The reason this works, is that the provider will look for this property and will aggressively try both IP addresses listed in DNS. Refer to the section Connecting with MultiSubnetFailover in this article for more details.
What I’ve found is the process AWS uses for DNS updating itself to point to the correct host is inconsistent at best. Sometimes it will update itself after 5 minutes, sometimes 15, sometimes never. It’s no big deal for clients that use the SQL Server Native Client connection with the MultiSubnetFailover=Yes setting, but for other clients it will definitely present a problem.
Let’s try one more thing. Let’s cause an automatic failover. Let’s go into the AWS console and stop the instance that the current primary is running on. In my case, the Primary is running on RHDB1.
Go into the AWS EC2 dashboard and stop the instance.
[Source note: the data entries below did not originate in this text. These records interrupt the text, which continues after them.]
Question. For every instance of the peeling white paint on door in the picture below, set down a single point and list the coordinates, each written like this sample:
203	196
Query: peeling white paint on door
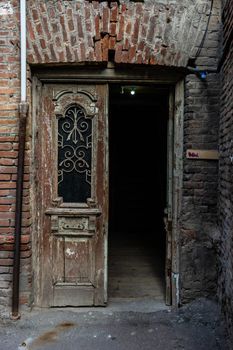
6	9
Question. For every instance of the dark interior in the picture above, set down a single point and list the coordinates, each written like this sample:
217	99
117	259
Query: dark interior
138	164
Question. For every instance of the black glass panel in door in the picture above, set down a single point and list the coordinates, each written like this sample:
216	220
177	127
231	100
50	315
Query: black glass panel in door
74	155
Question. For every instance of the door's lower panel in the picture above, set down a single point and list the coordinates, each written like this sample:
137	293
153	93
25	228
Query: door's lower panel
73	295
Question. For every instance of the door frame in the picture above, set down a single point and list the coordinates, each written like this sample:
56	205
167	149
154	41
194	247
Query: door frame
136	75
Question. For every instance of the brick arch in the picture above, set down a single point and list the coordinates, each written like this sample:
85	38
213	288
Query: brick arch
141	33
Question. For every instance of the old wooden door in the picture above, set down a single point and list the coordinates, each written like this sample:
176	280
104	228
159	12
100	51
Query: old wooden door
71	188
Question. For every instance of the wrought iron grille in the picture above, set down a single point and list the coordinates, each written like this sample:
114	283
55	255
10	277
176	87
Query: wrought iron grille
74	155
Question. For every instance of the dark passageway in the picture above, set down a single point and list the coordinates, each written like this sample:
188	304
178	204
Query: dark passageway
138	162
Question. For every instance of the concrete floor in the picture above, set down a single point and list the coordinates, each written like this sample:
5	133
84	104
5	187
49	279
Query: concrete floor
117	327
136	269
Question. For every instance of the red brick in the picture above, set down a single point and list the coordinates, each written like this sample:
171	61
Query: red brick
4	222
118	53
6	262
106	14
98	51
114	13
97	28
5	177
121	29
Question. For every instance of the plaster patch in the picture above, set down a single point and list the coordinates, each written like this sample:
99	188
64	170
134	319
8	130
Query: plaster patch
6	9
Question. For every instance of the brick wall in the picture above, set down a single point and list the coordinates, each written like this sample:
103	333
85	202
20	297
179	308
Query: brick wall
142	33
198	221
198	260
153	33
225	170
9	99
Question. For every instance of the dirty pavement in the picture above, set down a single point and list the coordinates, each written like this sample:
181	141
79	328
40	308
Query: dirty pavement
139	325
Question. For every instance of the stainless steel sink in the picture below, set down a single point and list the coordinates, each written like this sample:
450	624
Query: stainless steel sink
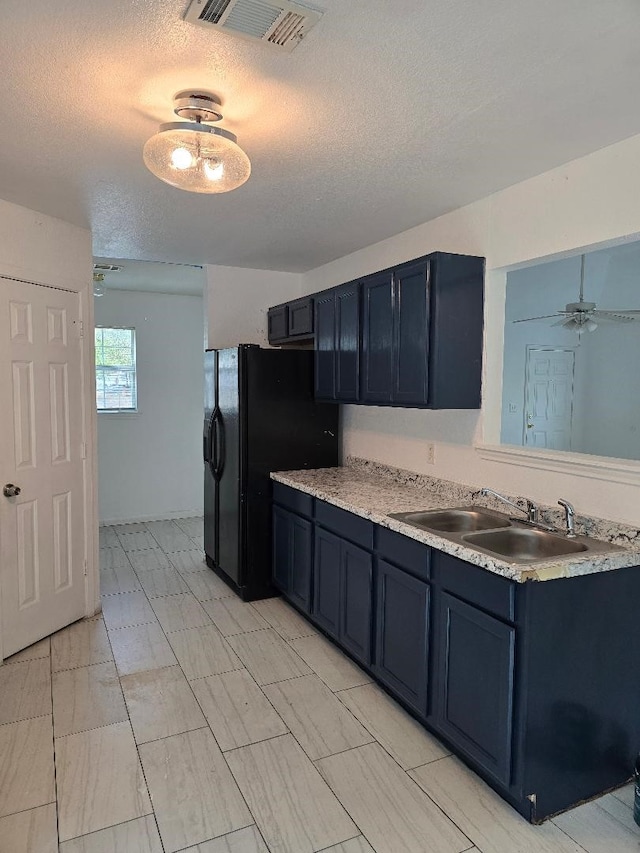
463	519
525	544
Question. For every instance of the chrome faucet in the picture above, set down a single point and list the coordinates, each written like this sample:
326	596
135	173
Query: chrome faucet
569	517
531	509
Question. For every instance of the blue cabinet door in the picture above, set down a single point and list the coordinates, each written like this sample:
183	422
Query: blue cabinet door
410	334
476	673
326	581
377	338
301	557
325	346
355	616
402	634
347	342
281	556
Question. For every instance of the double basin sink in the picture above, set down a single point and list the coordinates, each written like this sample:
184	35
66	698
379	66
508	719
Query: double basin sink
499	536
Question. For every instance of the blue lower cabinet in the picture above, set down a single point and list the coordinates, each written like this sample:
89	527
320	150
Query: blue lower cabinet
342	592
327	587
292	556
402	634
355	617
476	684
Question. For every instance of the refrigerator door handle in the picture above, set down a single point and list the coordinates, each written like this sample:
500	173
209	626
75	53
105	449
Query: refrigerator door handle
220	444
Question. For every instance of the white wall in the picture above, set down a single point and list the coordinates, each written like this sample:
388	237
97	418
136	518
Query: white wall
41	249
237	300
586	203
149	463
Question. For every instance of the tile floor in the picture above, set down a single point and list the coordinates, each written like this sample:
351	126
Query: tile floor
185	720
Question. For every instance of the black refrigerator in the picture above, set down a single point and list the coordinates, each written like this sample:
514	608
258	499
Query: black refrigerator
259	416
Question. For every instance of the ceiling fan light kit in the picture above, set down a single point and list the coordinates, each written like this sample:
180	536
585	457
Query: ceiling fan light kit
195	156
581	316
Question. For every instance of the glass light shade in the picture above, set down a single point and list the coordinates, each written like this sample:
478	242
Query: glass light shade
197	158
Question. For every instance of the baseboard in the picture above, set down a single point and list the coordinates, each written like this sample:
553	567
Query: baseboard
167	516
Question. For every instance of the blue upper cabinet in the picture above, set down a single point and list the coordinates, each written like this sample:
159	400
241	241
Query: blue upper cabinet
408	336
337	343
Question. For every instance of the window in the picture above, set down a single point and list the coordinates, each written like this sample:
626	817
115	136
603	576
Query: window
116	389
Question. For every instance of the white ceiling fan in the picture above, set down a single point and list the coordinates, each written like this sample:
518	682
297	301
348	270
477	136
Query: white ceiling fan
580	316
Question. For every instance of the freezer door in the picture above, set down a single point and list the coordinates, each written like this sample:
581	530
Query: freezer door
209	446
229	454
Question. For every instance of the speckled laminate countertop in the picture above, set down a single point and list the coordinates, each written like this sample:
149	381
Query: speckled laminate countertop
373	491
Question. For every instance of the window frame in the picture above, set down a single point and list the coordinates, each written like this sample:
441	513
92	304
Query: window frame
134	410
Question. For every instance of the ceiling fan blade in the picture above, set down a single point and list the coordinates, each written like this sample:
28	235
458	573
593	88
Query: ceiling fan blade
617	316
543	317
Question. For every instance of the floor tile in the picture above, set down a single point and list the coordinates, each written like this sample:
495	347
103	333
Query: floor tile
619	810
334	668
81	644
203	651
25	690
316	717
179	612
118	579
404	738
191	526
33	831
162	582
131	527
354	845
482	815
123	611
294	808
190	561
598	831
108	538
236	709
160	704
135	836
233	616
149	560
194	795
100	781
141	648
284	619
246	840
138	541
205	585
26	768
171	538
391	811
625	794
41	649
86	698
267	657
112	556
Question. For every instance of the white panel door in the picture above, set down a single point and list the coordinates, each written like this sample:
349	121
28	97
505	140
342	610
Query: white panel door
42	560
549	397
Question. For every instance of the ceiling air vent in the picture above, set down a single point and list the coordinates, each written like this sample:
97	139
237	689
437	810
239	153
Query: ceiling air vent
276	22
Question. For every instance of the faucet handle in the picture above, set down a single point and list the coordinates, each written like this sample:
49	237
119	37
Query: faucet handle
569	514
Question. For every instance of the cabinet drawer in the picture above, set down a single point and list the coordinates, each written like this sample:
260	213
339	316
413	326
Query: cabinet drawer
301	317
403	551
277	323
346	524
293	499
475	585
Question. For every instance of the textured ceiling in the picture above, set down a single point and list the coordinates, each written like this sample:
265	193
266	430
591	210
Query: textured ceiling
154	277
388	114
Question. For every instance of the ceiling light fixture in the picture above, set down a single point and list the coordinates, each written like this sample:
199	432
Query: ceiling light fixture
194	156
98	286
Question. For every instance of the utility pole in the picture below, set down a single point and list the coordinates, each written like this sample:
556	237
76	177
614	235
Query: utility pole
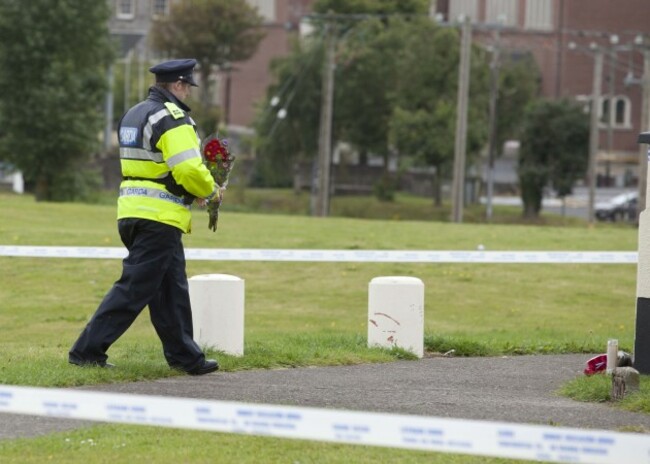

Okay, automatic failover. RHDB2 is now the primary.
Ping from the DNS server resolves, the UDL resolves, pinging the listener resolves. Just for grins, fire the other server back up and lets shut down the primary via the AWS console again. Currently, the Primary is RHDB2 and RHDB1 is the secondary.
Let’s kill RHDB2.
Automatic failover again:
Pinging the listener from RHDB1 works just fine. The UDL connection also works fine. Ping from the DNS server, not immediately, but it seemed to resolve after about a minute.
By no means is this a 100% thorough test, but my results are promising. Automatic failover seems to work just fine in this case. What doesn’t work reliably is the DNS resolving. But, if you are using the MultiSubnetFailover when connecting with the sql server native client, it more or less negates the dns not resolving issues.